Profesör Hubert Faustmann “Plajların açılmasının gri bir alan olduğunu, üzerlerinde herhangi bir mülkiyet hakkı bulunmadığını veya başkasına mülk olarak verilmeyerek ihlal edilmediğini de sözlerine ekledi.
Ayrıca iade meselesini de gündeme getiren Faustmann, mülklerin iade edilmesi ve kullanılması için sivil bir idarenin olması gerektiğini savundu. Çitle çevrili alan hala askeri bölge.
“CANLANDIRILMIŞ BİR MARAŞ’I KİM YÖNETECEK?”
“Canlandırılmış bir Maraş’ı kim yönetecek?” sorusunu soran Faustmann “BM tarafından yapılmazsa, o zaman Türkiye ve Kıbrıslı Türkler BM kararlarını ve uluslararası hukuku ihlal edecekler” dedi.
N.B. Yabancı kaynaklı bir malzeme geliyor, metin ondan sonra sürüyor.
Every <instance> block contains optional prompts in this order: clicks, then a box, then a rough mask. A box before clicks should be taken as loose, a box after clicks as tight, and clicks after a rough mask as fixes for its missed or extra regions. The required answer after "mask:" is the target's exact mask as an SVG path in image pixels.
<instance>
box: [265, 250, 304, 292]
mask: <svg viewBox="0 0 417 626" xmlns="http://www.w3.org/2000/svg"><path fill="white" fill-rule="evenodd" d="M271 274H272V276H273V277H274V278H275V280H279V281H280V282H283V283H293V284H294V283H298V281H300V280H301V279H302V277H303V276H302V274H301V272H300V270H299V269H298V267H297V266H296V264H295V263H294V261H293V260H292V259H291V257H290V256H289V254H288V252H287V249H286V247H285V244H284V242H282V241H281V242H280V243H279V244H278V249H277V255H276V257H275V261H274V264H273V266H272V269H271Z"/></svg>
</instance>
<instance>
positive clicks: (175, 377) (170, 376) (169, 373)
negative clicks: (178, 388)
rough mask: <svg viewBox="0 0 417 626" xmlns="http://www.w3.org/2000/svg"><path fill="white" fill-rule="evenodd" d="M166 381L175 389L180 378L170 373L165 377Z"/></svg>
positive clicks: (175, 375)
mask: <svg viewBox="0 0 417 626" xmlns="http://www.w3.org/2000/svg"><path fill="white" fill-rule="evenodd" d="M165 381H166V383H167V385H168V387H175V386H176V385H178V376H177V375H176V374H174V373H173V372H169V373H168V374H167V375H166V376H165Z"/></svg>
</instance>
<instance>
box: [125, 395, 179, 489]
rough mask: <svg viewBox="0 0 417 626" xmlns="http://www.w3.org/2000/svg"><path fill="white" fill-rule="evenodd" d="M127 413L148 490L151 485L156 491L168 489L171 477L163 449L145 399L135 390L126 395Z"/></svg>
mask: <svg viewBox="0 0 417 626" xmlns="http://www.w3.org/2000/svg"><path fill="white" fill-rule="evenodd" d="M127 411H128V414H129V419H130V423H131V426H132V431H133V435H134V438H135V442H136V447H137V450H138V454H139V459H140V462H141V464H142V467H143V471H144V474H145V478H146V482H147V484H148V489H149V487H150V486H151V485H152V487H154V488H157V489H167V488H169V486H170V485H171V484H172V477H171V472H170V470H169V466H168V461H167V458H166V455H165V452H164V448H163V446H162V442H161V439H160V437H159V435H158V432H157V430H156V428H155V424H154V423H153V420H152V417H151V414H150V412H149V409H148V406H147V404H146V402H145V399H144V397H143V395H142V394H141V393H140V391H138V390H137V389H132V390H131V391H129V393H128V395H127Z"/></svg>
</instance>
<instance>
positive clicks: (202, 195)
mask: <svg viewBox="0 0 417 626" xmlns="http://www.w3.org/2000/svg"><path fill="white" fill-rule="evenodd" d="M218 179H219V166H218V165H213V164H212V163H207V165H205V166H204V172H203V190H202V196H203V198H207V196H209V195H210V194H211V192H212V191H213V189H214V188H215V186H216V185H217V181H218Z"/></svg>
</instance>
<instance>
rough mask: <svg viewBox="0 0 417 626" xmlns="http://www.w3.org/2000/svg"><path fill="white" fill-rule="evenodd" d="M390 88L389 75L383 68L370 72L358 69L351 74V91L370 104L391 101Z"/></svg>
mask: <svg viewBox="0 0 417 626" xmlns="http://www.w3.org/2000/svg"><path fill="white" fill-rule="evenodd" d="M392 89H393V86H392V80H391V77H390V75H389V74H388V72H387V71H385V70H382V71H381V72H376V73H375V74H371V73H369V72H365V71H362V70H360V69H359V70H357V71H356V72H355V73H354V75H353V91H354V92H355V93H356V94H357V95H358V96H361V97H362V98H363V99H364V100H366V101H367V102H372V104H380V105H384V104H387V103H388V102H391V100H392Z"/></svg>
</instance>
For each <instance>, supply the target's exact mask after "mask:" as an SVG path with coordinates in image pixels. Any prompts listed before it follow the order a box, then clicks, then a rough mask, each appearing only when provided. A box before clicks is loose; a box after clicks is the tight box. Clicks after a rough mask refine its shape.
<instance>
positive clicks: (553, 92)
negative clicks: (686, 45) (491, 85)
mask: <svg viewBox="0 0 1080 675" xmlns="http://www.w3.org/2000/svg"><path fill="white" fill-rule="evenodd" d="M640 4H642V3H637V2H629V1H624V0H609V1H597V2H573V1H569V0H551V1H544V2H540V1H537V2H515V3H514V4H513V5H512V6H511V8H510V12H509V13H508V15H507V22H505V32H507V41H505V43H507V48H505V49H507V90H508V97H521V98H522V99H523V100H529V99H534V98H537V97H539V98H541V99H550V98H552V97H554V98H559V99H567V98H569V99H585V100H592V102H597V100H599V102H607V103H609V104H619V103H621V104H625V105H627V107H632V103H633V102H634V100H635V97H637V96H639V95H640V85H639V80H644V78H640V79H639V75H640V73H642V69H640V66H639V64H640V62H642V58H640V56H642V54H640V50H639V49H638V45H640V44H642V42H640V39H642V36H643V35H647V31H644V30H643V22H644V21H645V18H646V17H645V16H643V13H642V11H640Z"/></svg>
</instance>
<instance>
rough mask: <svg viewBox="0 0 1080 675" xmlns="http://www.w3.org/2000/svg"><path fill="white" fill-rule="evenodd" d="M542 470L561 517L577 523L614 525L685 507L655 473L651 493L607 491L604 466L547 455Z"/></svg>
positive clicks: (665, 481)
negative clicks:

OKAN DAĞLI: “MARAŞ ASKERİ BÖLGEDEN ÇIKARILMALI”
Okan Dağlı ise, bunun için Maraş’ın askeri bölgeden çıkarılması gerektiğine ancak henüz böyle bir adım atılmadığına karar verdi.
Dağlı “Bunda Maraş’tan askerlerin çıkarılamamasının yanı sıra uluslararası toplumun baskısının da önemli rol oynamış olabileceğini düşünüyorum” dedi.
PEKİ ERDOĞAN 20 TEMMUZ’DA NE DİYEBİLİR?
Faustmann, “Maraş Türkiye Cumhurbaşkanı Erdoğan’ın hakkında bir şeyler açıklayabileceği tahmin ediliyor” dedi.
Faustmann demecinde hem Türkiye’nin hem de Kıbrıslı Türk liderin bu provokasyonlar ve artan gerilim yoluyla milliyetçi seçmenlerini beslemek istediklerini de sözlerine ekledi.
Profesör Faustmann Erdoğan’ın Kıbrıs ziyareti ile ilgili şunları söyledi;
“Erdoğan, özellikle Türkiye’de erken seçim yapmayı planlıyorsa, azalan popülaritesini artırmak için milliyetçi puanlar almak istiyor. Maraş’ta Kıbrıslı Türklerin bölge üzerindeki idari kontrolünü genişletme konusunda atılacak herhangi bir adım, uluslararası toplumla yüzleşmek anlamına gelecek ve Erdoğan’ın bu çizgiyi geçip geçmeyeceğini göreceğiz.”